The species is non-migratory, and no local movements have been recorded.

=== Diet ===
The scarlet-and-white tanager feeds on fruit and arthropods. A study from the western Valle de Cauca showed that 58% of the diet is composed of fruit, with the remainder being small arthropods. Most fruit eaten is from arillate species, such as Tovomitopsis and Clusia, along with Miconia berries. It forages singly, in pairs, or small groups of up to six individuals, either alone or in mixed-species flocks with other tanagers, especially those in the genus Tangara. It feeds on fruit by gleaning, hanging from leaves, or hovering. Smaller fruit are swallowed whole, while larger ones are eaten in pieces. Arthropods are usually foraged at elevations of 4.5–15 m, and seldom below 3 m. Most insects are caught by gleaning, hovering, aerial sallies, or sallies to leaves and flowers.

=== Breeding ===
Little is known about its breeding habits.

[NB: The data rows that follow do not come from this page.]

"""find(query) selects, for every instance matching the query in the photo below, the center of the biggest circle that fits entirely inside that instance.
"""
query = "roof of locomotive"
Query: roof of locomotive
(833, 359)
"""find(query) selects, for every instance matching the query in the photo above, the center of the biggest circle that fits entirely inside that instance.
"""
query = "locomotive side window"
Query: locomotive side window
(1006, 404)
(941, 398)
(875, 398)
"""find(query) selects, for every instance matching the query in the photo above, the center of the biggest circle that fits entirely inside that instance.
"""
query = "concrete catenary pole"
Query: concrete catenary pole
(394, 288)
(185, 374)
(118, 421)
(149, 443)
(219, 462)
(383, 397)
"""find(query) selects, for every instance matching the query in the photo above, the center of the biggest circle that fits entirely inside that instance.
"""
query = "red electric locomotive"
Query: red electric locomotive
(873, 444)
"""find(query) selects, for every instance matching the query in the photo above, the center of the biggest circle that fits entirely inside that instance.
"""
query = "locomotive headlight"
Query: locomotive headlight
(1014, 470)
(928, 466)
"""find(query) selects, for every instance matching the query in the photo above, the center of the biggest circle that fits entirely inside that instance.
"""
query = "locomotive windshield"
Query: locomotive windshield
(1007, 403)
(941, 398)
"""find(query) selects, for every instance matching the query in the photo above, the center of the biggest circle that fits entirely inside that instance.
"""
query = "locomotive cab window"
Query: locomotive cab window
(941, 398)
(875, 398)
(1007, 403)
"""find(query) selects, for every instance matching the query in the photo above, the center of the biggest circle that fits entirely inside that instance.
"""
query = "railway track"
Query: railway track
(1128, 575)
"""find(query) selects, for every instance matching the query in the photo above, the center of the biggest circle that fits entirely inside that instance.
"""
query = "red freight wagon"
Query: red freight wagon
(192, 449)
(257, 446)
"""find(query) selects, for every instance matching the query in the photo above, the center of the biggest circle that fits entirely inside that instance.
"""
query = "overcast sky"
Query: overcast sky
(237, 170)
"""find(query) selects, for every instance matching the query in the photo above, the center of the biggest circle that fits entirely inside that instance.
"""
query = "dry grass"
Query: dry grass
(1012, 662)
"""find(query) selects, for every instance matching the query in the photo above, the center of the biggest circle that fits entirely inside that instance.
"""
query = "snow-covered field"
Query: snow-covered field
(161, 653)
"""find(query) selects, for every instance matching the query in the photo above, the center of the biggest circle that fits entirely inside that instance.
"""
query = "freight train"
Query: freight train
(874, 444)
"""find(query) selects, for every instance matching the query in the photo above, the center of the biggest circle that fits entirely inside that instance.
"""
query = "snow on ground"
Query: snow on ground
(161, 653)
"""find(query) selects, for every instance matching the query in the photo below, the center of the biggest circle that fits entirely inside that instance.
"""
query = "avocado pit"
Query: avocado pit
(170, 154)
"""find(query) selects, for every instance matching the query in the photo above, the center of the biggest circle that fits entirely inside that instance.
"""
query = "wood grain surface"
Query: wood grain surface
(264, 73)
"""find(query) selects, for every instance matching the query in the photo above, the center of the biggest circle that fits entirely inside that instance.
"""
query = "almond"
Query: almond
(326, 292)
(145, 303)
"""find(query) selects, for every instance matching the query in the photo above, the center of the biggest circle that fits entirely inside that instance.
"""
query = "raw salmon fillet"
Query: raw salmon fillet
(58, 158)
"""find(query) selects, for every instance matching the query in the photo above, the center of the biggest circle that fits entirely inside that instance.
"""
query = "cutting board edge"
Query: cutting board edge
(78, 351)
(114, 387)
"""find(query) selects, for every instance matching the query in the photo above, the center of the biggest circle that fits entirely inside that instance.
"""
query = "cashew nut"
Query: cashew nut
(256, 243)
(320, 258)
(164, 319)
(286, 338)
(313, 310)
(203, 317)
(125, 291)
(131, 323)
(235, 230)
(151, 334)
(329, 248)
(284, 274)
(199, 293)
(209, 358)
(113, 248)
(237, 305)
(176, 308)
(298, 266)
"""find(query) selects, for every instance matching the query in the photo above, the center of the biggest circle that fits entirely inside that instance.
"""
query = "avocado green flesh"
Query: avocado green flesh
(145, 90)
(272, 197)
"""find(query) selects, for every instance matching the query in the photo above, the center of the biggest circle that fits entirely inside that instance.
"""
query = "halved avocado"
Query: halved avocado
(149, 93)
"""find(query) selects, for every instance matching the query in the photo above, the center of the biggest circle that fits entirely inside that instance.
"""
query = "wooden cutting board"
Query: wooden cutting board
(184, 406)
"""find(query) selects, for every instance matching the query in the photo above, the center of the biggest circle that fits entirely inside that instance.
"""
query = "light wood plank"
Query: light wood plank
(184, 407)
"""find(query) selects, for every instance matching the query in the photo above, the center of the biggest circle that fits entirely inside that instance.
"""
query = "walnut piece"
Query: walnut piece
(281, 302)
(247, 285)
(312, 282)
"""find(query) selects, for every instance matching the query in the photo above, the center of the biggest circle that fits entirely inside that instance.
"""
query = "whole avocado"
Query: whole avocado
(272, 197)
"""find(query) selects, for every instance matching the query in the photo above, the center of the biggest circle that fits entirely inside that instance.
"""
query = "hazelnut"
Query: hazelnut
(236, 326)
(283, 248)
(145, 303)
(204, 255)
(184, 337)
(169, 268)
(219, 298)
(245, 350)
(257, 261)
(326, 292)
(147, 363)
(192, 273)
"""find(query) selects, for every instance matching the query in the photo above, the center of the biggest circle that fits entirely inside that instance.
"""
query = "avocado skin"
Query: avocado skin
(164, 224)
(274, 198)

Fledglings have been seen in April and May. Previous young may also help at the nest.

== Status ==
The scarlet-and-white tanager is listed as least concern by the International Union for Conservation of Nature (IUCN) on the IUCN Red List. It has a large range and is common to uncommon locally throughout its range. It occurs in several protected areas, and much of its range outside protected areas is still relatively intact. Although deforestation is increasing throughout its range, especially in foothills, it is not thought to be under immediate threat due to its affinity for disturbed habitat.